Hu's statement was reported in English by Xinhua, the state news agency, as an affirmation of China's existing policy. But Chinese scholars view it as a sign of coming change, says Zhongdong Ma, a demographer at Hong Kong University of Science and Technology. Hu used ambiguous language that leaves open the possibility of altering the policy, Ma says: " 'Upholding and improving'—probably improvement is more important than persistence. It gives you some room to imagine that [the policy] is under discussion."
Hu's speech could be a "crack at the top," Wang agreed, adding that he was encouraged by the government's disclosure on national television that officials are studying the fertility issue. A birth rate of 1.5 would put China on par with Switzerland. If China doesn't alter its current policy, however, Ma warns it could fall below 1.3 children per couple, placing it in the category of countries with "lowest-low" fertility.

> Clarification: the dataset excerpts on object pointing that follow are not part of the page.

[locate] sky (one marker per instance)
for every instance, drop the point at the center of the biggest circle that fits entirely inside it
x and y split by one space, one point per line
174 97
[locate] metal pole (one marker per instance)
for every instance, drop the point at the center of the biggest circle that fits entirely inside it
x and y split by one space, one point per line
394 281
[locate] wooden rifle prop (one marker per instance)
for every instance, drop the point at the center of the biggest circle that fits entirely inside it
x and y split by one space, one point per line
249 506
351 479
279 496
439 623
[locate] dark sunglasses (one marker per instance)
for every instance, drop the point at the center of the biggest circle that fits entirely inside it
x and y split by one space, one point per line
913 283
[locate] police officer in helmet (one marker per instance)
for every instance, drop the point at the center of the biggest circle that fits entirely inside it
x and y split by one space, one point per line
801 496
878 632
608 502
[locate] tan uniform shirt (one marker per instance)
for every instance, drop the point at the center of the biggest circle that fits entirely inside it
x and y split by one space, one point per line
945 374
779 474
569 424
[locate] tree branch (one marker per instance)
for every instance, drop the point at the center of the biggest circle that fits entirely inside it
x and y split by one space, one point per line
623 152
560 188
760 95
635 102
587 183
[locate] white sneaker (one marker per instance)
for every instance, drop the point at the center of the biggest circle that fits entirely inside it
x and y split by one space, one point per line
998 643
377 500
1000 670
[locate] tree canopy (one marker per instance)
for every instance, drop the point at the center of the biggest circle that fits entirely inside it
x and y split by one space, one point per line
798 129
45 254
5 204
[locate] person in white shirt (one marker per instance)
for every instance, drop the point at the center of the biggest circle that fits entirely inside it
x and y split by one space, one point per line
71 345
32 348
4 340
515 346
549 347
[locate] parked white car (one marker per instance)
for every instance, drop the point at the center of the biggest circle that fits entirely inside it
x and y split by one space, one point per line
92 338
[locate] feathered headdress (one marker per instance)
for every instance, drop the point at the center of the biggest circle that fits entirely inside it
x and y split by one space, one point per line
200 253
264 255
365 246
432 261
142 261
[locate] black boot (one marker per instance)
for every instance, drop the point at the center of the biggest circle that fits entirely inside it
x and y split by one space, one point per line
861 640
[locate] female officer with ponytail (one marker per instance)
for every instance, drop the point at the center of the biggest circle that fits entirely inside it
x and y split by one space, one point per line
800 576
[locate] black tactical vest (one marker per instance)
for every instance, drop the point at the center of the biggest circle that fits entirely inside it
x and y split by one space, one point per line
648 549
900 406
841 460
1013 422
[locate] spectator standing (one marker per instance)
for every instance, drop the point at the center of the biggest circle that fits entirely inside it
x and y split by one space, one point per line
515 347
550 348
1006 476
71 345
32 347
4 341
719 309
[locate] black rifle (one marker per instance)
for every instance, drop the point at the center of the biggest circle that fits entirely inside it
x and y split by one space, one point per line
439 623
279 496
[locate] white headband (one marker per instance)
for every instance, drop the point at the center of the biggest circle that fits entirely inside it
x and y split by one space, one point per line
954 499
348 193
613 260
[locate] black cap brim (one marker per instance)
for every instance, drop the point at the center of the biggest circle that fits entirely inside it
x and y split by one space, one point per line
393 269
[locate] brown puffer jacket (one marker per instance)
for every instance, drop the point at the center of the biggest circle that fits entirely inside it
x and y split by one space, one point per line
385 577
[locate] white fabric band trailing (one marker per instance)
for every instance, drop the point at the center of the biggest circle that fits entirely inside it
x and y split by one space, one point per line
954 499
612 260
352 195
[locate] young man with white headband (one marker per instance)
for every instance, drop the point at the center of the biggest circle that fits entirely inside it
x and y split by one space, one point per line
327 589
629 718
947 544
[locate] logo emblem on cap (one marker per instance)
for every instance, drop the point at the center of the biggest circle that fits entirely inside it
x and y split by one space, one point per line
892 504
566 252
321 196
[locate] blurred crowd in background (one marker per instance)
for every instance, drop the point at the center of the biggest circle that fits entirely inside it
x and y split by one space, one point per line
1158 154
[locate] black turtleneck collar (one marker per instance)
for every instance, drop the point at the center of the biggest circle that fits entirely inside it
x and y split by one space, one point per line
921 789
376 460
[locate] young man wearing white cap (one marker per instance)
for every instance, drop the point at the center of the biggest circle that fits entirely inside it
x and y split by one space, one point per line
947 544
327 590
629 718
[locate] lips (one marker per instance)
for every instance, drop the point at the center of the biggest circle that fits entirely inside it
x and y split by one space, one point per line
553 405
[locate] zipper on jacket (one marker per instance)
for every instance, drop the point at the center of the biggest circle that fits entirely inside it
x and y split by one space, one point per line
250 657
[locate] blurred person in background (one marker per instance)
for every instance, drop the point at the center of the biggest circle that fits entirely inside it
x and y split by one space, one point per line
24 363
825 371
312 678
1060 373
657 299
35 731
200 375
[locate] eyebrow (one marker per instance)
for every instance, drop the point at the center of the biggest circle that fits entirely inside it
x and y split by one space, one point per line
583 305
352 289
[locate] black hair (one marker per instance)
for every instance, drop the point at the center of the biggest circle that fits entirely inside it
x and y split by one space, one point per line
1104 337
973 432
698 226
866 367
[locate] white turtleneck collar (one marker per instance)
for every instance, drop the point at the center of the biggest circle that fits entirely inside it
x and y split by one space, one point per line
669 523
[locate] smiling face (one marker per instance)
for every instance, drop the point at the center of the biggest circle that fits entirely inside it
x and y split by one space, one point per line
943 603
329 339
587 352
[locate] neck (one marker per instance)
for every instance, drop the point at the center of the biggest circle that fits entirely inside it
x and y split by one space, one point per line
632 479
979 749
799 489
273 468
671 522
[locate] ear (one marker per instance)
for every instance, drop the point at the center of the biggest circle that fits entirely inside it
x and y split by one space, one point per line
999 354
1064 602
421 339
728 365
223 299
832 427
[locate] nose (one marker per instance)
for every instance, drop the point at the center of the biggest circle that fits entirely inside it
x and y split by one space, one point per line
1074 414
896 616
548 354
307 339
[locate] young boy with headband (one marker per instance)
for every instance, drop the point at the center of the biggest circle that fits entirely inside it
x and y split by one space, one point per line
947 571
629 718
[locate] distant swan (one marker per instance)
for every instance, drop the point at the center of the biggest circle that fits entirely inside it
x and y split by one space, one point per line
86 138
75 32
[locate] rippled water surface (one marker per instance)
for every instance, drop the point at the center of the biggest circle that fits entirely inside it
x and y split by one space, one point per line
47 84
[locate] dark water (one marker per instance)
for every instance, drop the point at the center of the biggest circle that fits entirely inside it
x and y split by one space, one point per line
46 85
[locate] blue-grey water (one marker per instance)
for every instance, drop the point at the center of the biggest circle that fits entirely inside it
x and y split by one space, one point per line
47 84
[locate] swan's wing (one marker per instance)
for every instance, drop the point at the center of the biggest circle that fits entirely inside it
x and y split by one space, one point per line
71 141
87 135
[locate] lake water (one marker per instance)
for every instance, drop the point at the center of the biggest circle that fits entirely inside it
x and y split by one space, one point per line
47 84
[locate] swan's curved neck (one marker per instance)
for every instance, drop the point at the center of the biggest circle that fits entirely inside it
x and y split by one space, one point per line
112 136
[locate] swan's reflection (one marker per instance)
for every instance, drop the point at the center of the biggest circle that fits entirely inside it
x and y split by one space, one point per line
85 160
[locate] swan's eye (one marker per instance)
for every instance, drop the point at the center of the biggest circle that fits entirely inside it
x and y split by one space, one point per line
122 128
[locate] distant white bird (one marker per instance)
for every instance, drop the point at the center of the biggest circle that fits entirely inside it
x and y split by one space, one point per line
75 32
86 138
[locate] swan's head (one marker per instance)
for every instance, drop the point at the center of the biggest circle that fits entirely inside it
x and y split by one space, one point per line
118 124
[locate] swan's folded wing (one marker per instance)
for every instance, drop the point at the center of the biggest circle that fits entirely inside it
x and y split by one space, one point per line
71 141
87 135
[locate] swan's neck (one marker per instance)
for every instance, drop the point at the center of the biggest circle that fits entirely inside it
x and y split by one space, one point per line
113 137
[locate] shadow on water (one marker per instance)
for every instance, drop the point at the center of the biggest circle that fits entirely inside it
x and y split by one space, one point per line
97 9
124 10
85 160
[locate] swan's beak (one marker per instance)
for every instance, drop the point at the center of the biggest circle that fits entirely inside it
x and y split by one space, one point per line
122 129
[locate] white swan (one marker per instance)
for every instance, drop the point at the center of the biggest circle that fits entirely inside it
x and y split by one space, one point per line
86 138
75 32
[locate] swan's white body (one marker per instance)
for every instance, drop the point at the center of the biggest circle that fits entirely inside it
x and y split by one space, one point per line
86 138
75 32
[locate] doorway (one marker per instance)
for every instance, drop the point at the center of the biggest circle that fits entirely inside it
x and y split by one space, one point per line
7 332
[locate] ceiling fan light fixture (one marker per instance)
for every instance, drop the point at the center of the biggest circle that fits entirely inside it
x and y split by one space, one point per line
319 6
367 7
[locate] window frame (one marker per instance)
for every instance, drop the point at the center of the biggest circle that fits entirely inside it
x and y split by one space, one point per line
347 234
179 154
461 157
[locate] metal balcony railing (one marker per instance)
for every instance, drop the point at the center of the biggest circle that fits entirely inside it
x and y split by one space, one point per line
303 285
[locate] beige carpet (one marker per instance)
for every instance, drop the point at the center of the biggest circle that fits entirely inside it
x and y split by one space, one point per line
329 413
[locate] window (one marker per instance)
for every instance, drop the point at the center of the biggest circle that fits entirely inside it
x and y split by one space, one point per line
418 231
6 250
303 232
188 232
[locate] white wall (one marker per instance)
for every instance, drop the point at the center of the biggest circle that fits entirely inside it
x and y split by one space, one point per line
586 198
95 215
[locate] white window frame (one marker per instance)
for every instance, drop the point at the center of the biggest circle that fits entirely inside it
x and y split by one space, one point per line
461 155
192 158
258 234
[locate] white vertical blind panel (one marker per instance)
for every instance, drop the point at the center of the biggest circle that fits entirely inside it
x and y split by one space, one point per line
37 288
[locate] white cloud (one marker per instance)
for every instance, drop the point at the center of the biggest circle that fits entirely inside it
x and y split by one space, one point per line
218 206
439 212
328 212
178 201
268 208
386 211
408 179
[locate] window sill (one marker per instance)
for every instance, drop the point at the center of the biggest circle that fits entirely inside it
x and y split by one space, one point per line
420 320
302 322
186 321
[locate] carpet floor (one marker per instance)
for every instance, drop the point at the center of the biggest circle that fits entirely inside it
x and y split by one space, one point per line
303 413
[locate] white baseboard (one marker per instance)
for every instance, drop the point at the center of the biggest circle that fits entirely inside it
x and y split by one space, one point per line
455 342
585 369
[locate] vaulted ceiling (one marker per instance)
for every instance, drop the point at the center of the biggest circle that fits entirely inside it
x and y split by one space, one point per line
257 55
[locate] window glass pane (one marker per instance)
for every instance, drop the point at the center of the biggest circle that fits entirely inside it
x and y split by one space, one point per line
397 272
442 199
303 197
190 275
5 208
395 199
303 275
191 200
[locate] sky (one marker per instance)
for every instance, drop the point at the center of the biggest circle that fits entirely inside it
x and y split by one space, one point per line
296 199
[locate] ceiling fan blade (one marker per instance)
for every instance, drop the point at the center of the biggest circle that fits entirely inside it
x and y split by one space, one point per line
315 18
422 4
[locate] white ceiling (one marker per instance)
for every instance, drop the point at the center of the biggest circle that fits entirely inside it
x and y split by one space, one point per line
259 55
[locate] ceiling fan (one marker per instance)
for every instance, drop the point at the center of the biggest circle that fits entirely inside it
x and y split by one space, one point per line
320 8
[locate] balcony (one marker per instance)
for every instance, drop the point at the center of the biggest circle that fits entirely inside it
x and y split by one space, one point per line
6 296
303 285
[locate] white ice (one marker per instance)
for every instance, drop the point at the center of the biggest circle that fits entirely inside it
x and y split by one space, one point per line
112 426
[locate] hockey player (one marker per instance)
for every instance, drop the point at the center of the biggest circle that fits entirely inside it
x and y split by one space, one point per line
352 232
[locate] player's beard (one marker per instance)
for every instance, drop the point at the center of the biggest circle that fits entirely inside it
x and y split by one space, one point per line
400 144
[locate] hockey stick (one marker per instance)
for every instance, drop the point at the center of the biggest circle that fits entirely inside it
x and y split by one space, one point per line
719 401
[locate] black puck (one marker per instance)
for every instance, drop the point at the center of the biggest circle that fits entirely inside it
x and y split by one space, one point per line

In recent years, Chinese demographers have become increasingly vocal in pushing for an end to the one-child policy, which was adopted in 1980. Among their concerns is the large increase in older residents. The census found 13.3% of China's population is over 60—some 2.9 percentage points higher than in 2000. Also worrying is a deepening imbalance in the sex ratio at birth, which rose from 116.9 boys per 100 girls in 2000 to 118.1 boys per 100 girls. That disparity suggests a spread in sex selective abortion. China's sex ratio imbalance is already severe, and its effects will only worsen as those in the youngest birth cohorts become adults, Ma says: "In 2 to 3 years you'll see the number of females in the marriage market substantially decrease."
On another note, the census revealed that 49.7% of Chinese now live in cities. In 2000 that figure was only 36%, making this the fastest decade of urbanization in China's history. Kam Wing Chan, an expert on Chinese migration at the University of Washington, Seattle, cautioned that some of the rise could be explained by a new method of counting people that aimed to track down more temporary residents.
The growth of that floating population—migrants lacking residence permits—is a reflection of China's booming economy. There are now 261.4 million people living at their current residence for at least 6 months without a permit—a whopping 81% increase over 10 years ago. Many are rural workers living in cities, and a spike in their ranks could affect social stability, says Chan. "A higher ratio of an underprivileged and disenfranchised group is of concern," he wrote in an e-mail. "It has important economic and social implications."
The census also revealed some positive trends. The number of Chinese with a college degree more than doubled since 2000, to 119.6 million, and the literacy rate rose slightly, to 95.9%.
Provincial results will be made available soon, with a full census report expected later this year.